In a recent decision, the Competition Appellate Tribunal (COMPAT) has overturned the Competition Commission of India’s (CCI) decision against Schott Glass India Private Limited (Schott India), a subsidiary of the German specialty glass manufacturer, Schott AG, for abuse of dominance.
In March 2012, the CCI had imposed a penalty of Rs. 56.5 million (approximately $940,000), for abusing its dominant position in the market for “neutral USP-I borosilicate glass tubes” and directed Schott India to cease and desist from the pricing policies held to be discriminatory. The CCI’s decision provided the first glimpse into its interpretation of ‘discriminatory’ pricing as an abusive conduct and cast doubts on the validity of volume linked rebate/discount schemes.
The question of discriminatory pricing and loyalty discounts is complex and crucial differences exist in positions prevailing in the EU and USA.
By reversing the CCI’s decision, the COMPAT has clarified that a rebate/discount scheme would be considered ‘discriminatory’ only when it results in unequal treatment to similar transactions.
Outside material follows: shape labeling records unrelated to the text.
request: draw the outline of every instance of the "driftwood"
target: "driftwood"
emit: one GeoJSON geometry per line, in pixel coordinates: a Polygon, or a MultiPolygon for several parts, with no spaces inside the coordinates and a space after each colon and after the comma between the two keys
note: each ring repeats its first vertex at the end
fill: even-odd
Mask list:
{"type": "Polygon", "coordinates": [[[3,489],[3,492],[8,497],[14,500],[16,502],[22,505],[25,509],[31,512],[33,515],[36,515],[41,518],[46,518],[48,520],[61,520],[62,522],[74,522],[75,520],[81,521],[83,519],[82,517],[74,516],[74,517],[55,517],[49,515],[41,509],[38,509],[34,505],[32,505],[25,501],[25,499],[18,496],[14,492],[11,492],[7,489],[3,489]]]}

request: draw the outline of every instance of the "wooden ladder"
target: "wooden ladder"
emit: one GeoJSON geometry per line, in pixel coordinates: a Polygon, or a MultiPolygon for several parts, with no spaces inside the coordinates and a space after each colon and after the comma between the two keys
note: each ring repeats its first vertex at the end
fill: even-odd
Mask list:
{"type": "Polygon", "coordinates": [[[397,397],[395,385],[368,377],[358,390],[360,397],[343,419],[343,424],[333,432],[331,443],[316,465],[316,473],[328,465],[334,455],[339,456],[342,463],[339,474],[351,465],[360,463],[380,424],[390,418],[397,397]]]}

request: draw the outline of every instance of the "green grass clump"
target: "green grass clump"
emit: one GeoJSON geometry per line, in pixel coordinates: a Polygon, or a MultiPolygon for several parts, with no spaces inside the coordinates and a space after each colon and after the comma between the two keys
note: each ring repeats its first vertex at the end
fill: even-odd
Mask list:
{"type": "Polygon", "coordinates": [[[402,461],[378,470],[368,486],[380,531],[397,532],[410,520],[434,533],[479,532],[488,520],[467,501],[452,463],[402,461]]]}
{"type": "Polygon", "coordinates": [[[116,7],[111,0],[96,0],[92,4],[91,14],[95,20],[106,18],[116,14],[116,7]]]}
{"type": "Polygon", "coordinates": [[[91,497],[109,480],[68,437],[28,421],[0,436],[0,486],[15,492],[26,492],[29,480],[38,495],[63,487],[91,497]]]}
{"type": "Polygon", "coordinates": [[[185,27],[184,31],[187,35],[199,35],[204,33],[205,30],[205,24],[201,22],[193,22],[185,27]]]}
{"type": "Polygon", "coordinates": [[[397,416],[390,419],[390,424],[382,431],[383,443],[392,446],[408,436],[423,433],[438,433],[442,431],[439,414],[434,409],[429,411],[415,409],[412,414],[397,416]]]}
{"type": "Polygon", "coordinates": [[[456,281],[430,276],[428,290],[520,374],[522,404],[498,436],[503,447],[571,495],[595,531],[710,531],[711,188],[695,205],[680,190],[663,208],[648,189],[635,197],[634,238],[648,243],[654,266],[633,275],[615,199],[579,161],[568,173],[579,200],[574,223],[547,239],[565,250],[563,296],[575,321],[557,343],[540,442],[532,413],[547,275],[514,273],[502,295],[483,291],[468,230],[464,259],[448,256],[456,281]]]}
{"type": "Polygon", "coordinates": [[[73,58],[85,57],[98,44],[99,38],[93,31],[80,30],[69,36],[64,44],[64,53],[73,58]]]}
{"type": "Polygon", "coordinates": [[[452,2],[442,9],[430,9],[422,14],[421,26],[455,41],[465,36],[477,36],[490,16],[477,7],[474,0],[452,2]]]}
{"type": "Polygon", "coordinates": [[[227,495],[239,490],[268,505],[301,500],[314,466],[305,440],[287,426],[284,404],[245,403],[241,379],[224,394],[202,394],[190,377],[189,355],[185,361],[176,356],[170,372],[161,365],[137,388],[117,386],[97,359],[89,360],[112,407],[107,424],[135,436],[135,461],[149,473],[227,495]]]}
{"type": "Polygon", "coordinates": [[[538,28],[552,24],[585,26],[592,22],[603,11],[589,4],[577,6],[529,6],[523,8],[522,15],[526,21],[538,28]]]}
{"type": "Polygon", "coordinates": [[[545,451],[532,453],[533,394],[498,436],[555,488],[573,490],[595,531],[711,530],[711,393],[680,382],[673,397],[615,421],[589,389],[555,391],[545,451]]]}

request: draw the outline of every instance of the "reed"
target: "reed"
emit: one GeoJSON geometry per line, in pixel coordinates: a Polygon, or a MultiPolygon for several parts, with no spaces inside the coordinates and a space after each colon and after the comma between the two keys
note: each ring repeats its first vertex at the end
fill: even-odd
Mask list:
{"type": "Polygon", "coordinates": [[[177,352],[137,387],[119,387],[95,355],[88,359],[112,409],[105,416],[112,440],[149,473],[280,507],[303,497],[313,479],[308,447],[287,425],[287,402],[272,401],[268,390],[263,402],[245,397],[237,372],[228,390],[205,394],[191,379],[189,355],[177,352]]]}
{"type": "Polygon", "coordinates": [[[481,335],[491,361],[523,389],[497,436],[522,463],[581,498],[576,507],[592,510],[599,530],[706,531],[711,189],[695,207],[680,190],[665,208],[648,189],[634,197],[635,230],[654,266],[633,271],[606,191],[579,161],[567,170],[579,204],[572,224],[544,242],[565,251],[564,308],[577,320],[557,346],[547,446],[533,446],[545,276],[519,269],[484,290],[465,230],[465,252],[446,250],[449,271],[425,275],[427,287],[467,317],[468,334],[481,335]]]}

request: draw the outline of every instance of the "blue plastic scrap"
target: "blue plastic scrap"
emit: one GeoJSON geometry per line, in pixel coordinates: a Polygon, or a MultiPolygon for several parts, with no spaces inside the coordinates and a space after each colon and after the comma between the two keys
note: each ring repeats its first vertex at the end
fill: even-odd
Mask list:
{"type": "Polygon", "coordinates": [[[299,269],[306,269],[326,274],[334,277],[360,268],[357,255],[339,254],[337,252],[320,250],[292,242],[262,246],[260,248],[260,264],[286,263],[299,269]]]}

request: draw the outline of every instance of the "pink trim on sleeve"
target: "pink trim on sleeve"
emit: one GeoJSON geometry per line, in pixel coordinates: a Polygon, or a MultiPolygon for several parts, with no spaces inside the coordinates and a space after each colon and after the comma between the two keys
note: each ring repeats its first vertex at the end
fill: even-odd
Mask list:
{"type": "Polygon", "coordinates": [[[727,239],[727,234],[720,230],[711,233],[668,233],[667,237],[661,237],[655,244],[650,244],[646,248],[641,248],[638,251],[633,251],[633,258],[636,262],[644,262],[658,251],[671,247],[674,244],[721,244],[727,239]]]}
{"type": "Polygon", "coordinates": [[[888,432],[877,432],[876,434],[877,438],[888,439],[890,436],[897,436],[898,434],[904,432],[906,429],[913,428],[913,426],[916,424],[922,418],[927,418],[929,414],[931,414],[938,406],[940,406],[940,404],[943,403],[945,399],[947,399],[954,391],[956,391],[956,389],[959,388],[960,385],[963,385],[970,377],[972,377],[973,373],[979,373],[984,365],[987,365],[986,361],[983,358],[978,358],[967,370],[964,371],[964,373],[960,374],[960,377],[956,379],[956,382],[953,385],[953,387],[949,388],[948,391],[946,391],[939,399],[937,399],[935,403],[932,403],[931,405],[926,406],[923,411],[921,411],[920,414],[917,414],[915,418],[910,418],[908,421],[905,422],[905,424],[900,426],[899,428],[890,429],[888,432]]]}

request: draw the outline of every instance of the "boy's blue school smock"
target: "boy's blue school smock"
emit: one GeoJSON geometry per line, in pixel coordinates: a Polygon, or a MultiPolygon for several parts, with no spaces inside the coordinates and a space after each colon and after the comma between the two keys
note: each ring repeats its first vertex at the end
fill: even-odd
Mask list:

Additionally, the COMPAT has indicated that while examining target linked discounts offered by an upstream manufacturer of intermediary products to downstream manufacturers of final products, it is important to examine the effect of target linked discounts on prices of the final products.
Various commentators have hailed the decision as setting the right precedent.
AZB & Partners’s Percival Billimoria appeared before the COMPAT representing Schott India while Kapoor Glass was represented by Senior Counsel A N Haksar assisted by Economic Laws Practice.